While the new MLK Memorial was being dedicated in Washington DC last week amid much hype, a living monument to black American dreams and resilience was quietly going about life in central Florida.
I’ve never been a big fan of Florida.
Beaches, we’ve already got on the West Coast, without the possibility of having an alligator turn up on your patio. Heat. Humidity. Hurricanes. That whole “hanging chad” thing. I’m just not feelin’ it.
Or rather, I wasn’t…until I heard about Eatonville.
It’s a little ways north of Orlando. If you think of it at all, it’s most likely to be as a small spot on your car’s GPS enroute to Disneyworld.
It’s small — really small. Blink twice while you’re driving and you could miss the whole place. Population: 2,500 and change. There are high schools in this country with more people than that.
It’s not sitting on some great lake, mighty river or endless seacoast. Nothing of great value was discovered there.
Then again, maybe something was.
The source is in the town history. The clue is in the town’s Web site:
“Welcome to the Town of Eatonville
The Oldest Incorporated African American Municipality in America”
That, I guarantee, would be more than enough to slow my roll to Disneyworld.
In some ways, that Eatonville ever existed at all, and still survives today, may qualify as a small miracle.
The town was first formed in 1863 by slaves freed during the Civil War. It didn’t incorporate until 1887, after a small group of white landowners, including one Florida mayor, Josiah Eaton, sold some land to a group of black Floridians who longed for a community of their own, where they could build their own businesses and feel safe.
Not a gift, but a purchase. Not 40 acres and a mule, but 112 acres — and a town.
Eatonville survived the Civil War. It survived Reconstruction, Jim Crow, the Black Codes. It survived the white backlash that destroyed the Black Wall Street in Tulsa, OK and led to Florida’s own Rosewood Massacre.
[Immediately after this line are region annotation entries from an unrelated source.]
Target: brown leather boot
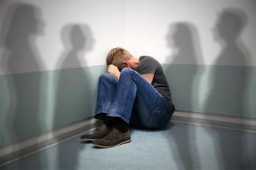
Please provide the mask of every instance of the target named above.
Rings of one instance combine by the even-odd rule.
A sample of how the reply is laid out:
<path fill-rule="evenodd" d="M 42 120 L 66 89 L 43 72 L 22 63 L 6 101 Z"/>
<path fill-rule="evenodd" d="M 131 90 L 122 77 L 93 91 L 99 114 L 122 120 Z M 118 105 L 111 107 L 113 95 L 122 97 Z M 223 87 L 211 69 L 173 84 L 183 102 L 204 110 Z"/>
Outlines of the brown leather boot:
<path fill-rule="evenodd" d="M 112 129 L 113 128 L 102 124 L 96 128 L 93 134 L 86 134 L 82 136 L 80 138 L 81 139 L 87 141 L 98 140 L 107 136 Z"/>
<path fill-rule="evenodd" d="M 114 147 L 131 141 L 129 131 L 121 133 L 117 128 L 113 128 L 104 138 L 93 141 L 92 143 L 98 147 Z"/>

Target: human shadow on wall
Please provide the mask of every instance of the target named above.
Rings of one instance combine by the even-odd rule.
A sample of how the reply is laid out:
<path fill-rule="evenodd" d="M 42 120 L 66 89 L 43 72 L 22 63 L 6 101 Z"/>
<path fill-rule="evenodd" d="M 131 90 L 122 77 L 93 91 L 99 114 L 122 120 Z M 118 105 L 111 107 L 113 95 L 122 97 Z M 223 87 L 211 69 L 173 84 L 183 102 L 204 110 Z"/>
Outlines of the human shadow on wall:
<path fill-rule="evenodd" d="M 173 65 L 166 68 L 165 71 L 174 76 L 171 79 L 176 80 L 176 82 L 173 83 L 179 86 L 179 88 L 171 88 L 172 97 L 176 103 L 182 104 L 182 106 L 176 106 L 177 110 L 191 111 L 193 102 L 195 102 L 193 99 L 198 97 L 198 85 L 202 74 L 197 67 L 197 63 L 199 61 L 203 62 L 198 31 L 195 26 L 190 23 L 171 24 L 167 35 L 167 42 L 168 45 L 173 50 L 173 53 L 168 57 L 166 63 L 171 63 Z M 186 67 L 179 65 L 182 63 L 191 65 Z M 174 67 L 173 70 L 173 67 Z M 174 71 L 175 74 L 172 71 Z M 172 136 L 171 139 L 176 146 L 176 148 L 171 149 L 176 150 L 176 153 L 178 155 L 175 157 L 177 158 L 178 169 L 200 169 L 200 157 L 197 149 L 195 129 L 187 125 L 179 129 L 182 129 L 182 131 L 174 134 L 173 132 L 170 132 L 171 133 L 168 136 L 168 138 Z"/>
<path fill-rule="evenodd" d="M 42 13 L 37 7 L 25 3 L 9 3 L 3 27 L 1 45 L 6 49 L 1 67 L 6 74 L 6 107 L 4 114 L 9 136 L 7 141 L 17 142 L 42 132 L 39 121 L 42 74 L 17 74 L 43 70 L 44 63 L 38 52 L 36 38 L 43 34 Z M 34 148 L 37 150 L 36 148 Z M 16 164 L 17 169 L 46 168 L 43 157 L 33 158 L 32 164 Z"/>
<path fill-rule="evenodd" d="M 210 72 L 210 93 L 205 110 L 243 118 L 247 105 L 245 91 L 249 81 L 248 71 L 243 66 L 250 61 L 240 35 L 247 19 L 245 13 L 237 9 L 224 9 L 217 16 L 213 35 L 221 49 Z M 252 169 L 254 161 L 246 148 L 248 143 L 246 132 L 213 128 L 210 133 L 214 139 L 220 168 Z"/>
<path fill-rule="evenodd" d="M 88 70 L 83 67 L 87 63 L 85 52 L 91 51 L 95 43 L 92 31 L 85 24 L 69 24 L 62 28 L 61 36 L 64 51 L 57 67 L 62 70 L 57 71 L 56 74 L 54 128 L 86 118 L 85 115 L 93 111 L 91 78 Z M 58 146 L 58 169 L 76 169 L 80 151 L 84 146 L 79 143 Z"/>

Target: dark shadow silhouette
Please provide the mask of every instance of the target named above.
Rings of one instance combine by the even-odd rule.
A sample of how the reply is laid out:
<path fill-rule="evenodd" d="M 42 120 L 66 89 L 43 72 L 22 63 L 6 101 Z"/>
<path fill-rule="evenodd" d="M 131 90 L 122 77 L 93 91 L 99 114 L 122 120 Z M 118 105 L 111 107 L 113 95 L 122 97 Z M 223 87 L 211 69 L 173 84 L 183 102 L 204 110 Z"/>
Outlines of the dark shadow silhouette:
<path fill-rule="evenodd" d="M 215 60 L 217 66 L 210 73 L 210 93 L 205 109 L 212 114 L 221 114 L 225 111 L 227 114 L 243 118 L 246 110 L 245 90 L 249 81 L 246 66 L 250 63 L 250 54 L 239 37 L 247 20 L 240 9 L 225 9 L 218 14 L 213 34 L 222 49 Z M 246 132 L 236 136 L 230 131 L 227 136 L 222 131 L 213 128 L 210 132 L 216 139 L 215 154 L 220 168 L 252 169 L 254 161 L 247 153 L 254 149 L 247 148 Z"/>
<path fill-rule="evenodd" d="M 168 45 L 173 49 L 174 52 L 165 63 L 172 63 L 173 65 L 167 67 L 165 71 L 170 74 L 171 67 L 176 67 L 175 69 L 177 75 L 176 81 L 179 81 L 180 85 L 179 89 L 172 89 L 173 98 L 178 103 L 182 103 L 182 106 L 176 105 L 176 110 L 193 111 L 193 99 L 198 97 L 198 84 L 202 71 L 199 71 L 197 66 L 199 60 L 202 62 L 197 29 L 189 23 L 173 24 L 170 26 L 167 41 Z M 181 63 L 190 65 L 186 67 L 176 65 Z M 182 132 L 182 135 L 172 138 L 176 145 L 176 148 L 172 149 L 176 150 L 180 157 L 177 158 L 177 168 L 178 169 L 200 169 L 200 157 L 195 143 L 195 129 L 188 128 L 189 126 L 186 127 L 187 128 Z M 172 134 L 169 135 L 172 136 Z M 170 136 L 167 136 L 169 139 L 171 139 Z"/>
<path fill-rule="evenodd" d="M 91 78 L 87 68 L 82 65 L 86 63 L 83 60 L 85 52 L 92 50 L 95 43 L 92 32 L 87 25 L 69 24 L 62 28 L 61 36 L 64 51 L 57 67 L 65 69 L 56 72 L 54 128 L 65 125 L 72 121 L 80 121 L 85 118 L 86 113 L 93 112 L 90 104 Z M 80 115 L 80 118 L 75 118 L 74 114 Z M 76 169 L 80 151 L 85 146 L 79 143 L 76 145 L 72 147 L 64 144 L 58 146 L 58 169 Z"/>
<path fill-rule="evenodd" d="M 9 3 L 1 28 L 1 46 L 6 49 L 1 67 L 5 76 L 4 99 L 6 141 L 17 142 L 42 132 L 39 121 L 42 103 L 42 76 L 38 71 L 44 63 L 38 53 L 35 39 L 43 34 L 41 11 L 25 3 Z M 35 159 L 37 168 L 42 157 Z M 33 169 L 30 165 L 17 165 L 17 169 Z M 46 166 L 46 165 L 44 165 Z"/>

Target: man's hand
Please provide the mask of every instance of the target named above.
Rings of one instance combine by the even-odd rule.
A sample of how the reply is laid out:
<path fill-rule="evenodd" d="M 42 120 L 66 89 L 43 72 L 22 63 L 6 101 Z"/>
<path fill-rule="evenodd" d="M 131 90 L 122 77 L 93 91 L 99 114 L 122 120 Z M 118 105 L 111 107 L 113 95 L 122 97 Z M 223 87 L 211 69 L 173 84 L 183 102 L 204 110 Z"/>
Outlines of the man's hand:
<path fill-rule="evenodd" d="M 107 67 L 107 71 L 113 74 L 119 80 L 121 73 L 120 73 L 117 67 L 116 67 L 116 66 L 114 66 L 113 64 L 110 64 Z"/>

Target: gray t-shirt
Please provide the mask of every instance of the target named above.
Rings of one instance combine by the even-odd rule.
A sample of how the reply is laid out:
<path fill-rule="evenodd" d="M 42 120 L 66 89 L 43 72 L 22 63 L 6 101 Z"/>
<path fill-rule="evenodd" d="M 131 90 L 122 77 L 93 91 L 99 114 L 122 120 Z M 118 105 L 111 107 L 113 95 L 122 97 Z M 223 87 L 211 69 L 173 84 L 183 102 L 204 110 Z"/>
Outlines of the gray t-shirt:
<path fill-rule="evenodd" d="M 174 107 L 172 103 L 171 92 L 168 86 L 168 82 L 164 74 L 163 69 L 158 61 L 151 56 L 140 56 L 136 71 L 139 74 L 154 74 L 151 85 L 165 97 L 170 107 Z"/>

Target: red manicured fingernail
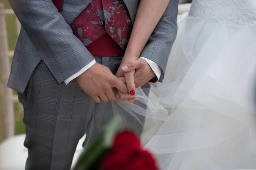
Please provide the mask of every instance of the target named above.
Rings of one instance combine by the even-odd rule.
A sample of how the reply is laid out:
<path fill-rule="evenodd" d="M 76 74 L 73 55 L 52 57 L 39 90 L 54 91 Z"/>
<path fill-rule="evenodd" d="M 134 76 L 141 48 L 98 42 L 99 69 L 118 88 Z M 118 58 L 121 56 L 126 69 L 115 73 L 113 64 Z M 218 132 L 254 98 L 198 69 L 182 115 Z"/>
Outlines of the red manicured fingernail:
<path fill-rule="evenodd" d="M 131 91 L 130 91 L 130 94 L 131 95 L 134 96 L 135 94 L 135 91 L 134 91 L 134 90 L 132 90 Z"/>

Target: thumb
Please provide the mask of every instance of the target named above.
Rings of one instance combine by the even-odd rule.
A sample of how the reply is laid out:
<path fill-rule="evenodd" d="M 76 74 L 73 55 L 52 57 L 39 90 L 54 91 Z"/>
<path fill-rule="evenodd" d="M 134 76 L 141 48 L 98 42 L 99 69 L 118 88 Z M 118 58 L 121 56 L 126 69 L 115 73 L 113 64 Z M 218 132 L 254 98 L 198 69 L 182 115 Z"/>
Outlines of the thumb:
<path fill-rule="evenodd" d="M 123 72 L 129 72 L 140 67 L 140 60 L 137 60 L 134 61 L 131 61 L 129 62 L 126 65 L 123 66 L 122 67 L 122 70 Z"/>

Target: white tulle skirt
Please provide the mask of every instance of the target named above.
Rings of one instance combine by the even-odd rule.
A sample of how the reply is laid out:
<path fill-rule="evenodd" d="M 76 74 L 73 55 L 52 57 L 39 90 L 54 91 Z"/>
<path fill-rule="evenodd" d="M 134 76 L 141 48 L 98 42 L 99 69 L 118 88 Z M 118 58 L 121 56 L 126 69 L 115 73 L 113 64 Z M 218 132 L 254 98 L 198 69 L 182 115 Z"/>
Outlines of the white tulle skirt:
<path fill-rule="evenodd" d="M 137 89 L 147 109 L 114 102 L 114 113 L 146 117 L 161 170 L 256 169 L 256 27 L 189 17 L 178 28 L 163 82 Z"/>
<path fill-rule="evenodd" d="M 169 116 L 145 147 L 163 170 L 256 169 L 256 27 L 194 17 L 178 26 L 149 97 Z"/>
It survived the Great Depression.
And it has survived its share of hurricanes.
Just last weekend, the new memorial to Martin Luther King Jr. was dedicated, amid much hype and fanfare. And to paraphrase Abraham Lincoln, it was fitting and proper to do so.
But MLK himself did not survive the Civil Rights movement. Eatonville did.
Along the way, it produced some notable names. One of them was Zora Neale Hurston, one of America’s most gifted and respected black writers.
It also gave birth to David “Deacon” Jones, the Hall of Fame NFL defensive end who invented the term “sack,” and taught a whole generation of opposing quarterbacks — painfully — what it meant.
Today, Eatonville goes on about its life as a town that is roughly 4 percent Latino or Hispanic, 7 percent white and 89 percent black. It has a town hall and a town council. It has a library and a community center. It holds community events — movie screenings, exercise classes.
And it has people who are proud of their town’s heritage and are working to maintain it, including annual August celebrations of its founding.
There are no national monuments or memorials honoring Eatonville, and just as well. It is its own monument, to perseverance, a spirit of entrepreneurship, of community. It’s not big. It’s not rich. But by God, it endures.
Disneyworld may have to wait awhile. Eatonville is on my list.